You know, that expression, though most familiar from World War I, actually dates from the 11th century. The point isn’t just that nothing can survive there, but to purposefully keep things - people, especially - apart. Intentionally. On purpose. We might as well just rename it “the middle.”


But I don’t think it’s empty. It’s where Jesus is. Mostly, when Jesus isn’t running back and forth between the sides, trying to draw people into the middle. And there’s never just two sides. Jesus is busy.


That’s why Jesus needs help. So, those few words from John. The night Jesus is arrested, the story in John has Jesus and the disciples sharing a meal and then Jesus makes a lengthy post-dinner speech. It’s clearly a farewell and he prefaces it by saying “look, I’m not going to be here much longer in person, so I have a new commandment for you: love one another as I have loved you.” And then he goes on to offer them words of comfort and even more words that explains more of what he means by “as I have loved you” and why it’s so important.


Thing is, “love one another” sounds pretty straight forward. It’s warm and fuzzy and comforting and I’m sure we’d all have our own way of understanding it. But Jesus didn’t say that. Jesus said “love one another as I have loved you.” I showed you how with my life. I showed you how in your relationships with me. I showed you that love is the way and that way is true and life-giving. Most importantly, I showed you with my life that your life is just as capable of it as me. You, too, come from God and the earth. You, too, are love - it’s your factory setting. You, too, can see that love in yourself, know that love and live that love into the world because the world is made of love. It’s the thing that connects all things. It’s the way. It’s not easy, it can be tricky and dangerous and scary. But it’s the way to wholeness. It’s the way to joy, not just happiness but true joy. It’s the way to completeness.

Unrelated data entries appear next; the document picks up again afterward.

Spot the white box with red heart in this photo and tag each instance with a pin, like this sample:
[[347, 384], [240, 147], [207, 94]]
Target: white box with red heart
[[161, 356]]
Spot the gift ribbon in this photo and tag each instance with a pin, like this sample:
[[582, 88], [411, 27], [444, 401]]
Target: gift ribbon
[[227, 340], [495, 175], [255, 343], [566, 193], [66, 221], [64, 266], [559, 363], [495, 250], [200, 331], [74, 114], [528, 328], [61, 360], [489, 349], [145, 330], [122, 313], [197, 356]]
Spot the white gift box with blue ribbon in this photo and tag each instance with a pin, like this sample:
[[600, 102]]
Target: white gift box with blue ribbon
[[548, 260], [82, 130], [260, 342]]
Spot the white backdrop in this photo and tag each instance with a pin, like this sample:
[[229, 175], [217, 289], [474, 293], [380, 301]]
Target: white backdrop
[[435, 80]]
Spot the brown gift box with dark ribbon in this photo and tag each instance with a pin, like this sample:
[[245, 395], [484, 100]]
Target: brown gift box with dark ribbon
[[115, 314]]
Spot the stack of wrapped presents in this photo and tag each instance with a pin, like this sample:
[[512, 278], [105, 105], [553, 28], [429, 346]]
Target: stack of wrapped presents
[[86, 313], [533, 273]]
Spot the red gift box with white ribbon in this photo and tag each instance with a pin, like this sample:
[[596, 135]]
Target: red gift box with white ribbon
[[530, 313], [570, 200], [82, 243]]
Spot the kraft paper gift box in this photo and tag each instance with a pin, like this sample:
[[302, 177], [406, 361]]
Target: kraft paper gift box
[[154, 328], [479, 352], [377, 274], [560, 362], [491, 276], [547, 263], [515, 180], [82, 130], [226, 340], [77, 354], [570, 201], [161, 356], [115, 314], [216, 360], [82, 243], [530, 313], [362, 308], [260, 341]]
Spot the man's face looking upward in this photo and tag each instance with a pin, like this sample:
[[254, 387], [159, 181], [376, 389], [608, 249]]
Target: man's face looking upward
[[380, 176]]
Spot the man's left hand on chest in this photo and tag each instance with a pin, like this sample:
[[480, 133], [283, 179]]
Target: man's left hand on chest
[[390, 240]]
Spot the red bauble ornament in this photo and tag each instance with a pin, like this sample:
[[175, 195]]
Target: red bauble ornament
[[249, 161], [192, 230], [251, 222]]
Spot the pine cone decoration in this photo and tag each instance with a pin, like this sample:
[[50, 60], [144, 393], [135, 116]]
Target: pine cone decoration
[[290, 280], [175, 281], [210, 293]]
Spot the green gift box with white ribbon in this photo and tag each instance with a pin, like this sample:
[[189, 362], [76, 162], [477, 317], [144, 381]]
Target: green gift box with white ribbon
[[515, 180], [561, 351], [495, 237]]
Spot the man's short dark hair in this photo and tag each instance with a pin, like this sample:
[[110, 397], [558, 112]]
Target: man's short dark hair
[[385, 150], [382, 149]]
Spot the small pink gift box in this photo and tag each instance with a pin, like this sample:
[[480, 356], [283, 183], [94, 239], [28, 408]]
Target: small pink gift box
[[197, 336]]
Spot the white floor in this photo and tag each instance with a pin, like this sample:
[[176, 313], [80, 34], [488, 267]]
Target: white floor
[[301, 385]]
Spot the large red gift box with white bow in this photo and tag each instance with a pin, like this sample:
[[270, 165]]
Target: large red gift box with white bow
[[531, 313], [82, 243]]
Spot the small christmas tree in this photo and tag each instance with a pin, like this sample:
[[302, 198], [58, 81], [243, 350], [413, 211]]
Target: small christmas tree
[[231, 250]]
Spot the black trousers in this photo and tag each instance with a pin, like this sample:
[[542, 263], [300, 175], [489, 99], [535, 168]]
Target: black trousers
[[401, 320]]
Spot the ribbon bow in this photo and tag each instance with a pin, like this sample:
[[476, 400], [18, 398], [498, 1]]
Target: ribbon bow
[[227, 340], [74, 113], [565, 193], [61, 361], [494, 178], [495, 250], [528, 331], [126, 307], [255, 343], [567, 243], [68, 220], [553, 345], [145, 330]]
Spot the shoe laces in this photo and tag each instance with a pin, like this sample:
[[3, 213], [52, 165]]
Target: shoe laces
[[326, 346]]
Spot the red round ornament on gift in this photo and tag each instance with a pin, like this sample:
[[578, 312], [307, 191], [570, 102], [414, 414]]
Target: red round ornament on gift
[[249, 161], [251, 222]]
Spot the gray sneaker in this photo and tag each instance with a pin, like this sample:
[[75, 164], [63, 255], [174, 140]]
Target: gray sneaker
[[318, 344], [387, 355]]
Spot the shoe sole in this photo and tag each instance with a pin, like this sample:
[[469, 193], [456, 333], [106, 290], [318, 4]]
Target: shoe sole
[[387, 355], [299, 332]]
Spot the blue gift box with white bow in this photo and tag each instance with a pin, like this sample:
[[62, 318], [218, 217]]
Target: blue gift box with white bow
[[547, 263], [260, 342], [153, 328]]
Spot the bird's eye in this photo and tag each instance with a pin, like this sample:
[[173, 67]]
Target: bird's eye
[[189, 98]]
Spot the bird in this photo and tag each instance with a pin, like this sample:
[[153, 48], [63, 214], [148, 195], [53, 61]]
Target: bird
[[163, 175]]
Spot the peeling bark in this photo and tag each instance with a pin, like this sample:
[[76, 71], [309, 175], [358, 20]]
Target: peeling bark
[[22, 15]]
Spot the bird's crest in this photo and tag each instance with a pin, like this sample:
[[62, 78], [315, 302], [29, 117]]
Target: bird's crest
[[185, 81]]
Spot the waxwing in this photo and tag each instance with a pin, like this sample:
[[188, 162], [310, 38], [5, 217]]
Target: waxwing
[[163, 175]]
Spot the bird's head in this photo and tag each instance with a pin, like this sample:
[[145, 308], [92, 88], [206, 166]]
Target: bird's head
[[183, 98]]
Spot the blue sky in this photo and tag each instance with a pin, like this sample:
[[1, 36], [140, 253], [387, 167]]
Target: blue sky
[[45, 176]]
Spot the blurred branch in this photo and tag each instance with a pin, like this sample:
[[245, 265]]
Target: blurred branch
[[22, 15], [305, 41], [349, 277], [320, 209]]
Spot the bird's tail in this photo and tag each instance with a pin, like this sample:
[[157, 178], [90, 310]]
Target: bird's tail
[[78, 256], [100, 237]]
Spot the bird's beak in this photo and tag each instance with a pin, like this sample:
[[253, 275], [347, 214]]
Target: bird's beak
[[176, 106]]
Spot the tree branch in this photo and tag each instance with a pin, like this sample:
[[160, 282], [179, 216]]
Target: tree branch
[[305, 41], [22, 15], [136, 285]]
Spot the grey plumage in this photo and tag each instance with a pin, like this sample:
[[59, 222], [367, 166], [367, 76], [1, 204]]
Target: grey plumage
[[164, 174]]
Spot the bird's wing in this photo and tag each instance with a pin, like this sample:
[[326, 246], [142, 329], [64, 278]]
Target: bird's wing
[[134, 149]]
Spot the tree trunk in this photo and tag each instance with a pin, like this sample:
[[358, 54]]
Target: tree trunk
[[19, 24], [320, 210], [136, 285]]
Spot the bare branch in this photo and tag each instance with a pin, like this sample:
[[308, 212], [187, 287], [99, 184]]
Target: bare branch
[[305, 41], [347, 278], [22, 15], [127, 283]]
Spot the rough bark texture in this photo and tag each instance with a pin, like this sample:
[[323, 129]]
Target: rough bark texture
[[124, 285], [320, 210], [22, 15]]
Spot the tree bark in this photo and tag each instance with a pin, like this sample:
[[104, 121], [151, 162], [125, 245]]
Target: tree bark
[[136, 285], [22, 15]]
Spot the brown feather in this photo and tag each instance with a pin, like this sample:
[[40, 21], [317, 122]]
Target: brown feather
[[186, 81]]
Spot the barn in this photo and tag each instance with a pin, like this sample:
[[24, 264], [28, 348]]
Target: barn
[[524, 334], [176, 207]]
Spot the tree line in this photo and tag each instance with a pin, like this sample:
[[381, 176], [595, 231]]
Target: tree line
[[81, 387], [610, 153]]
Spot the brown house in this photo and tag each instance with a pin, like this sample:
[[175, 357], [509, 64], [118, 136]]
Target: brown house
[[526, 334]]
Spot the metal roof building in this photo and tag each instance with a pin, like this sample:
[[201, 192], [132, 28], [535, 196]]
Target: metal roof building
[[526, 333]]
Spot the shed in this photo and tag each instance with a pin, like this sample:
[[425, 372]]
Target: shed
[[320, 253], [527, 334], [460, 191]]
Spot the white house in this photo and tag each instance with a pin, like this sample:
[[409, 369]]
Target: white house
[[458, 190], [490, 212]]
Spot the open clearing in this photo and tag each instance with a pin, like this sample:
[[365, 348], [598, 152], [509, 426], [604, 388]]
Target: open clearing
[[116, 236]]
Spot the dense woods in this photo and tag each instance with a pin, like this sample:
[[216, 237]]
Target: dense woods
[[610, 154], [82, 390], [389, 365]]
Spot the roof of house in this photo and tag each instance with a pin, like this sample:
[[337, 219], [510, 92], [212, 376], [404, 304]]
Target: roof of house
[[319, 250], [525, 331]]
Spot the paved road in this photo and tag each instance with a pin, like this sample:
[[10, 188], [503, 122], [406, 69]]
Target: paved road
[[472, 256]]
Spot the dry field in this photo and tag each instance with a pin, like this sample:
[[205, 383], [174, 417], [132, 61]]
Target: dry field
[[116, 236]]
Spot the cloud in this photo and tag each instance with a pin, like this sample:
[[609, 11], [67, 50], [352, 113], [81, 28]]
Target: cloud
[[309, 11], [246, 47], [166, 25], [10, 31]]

That’s the thing about “the way.” It’s not just Jesus, it’s love. By however or whoever you name it, it’s love. It’s not something to divide us, but to bring us together. It acknowledges our uniqueness, it allows our opinions, our thoughts, our beliefs, but invites us to a place of connection with grace, respect, openness and understanding. It invites us to see the value and true meaning of “together.” It invites us to the middle.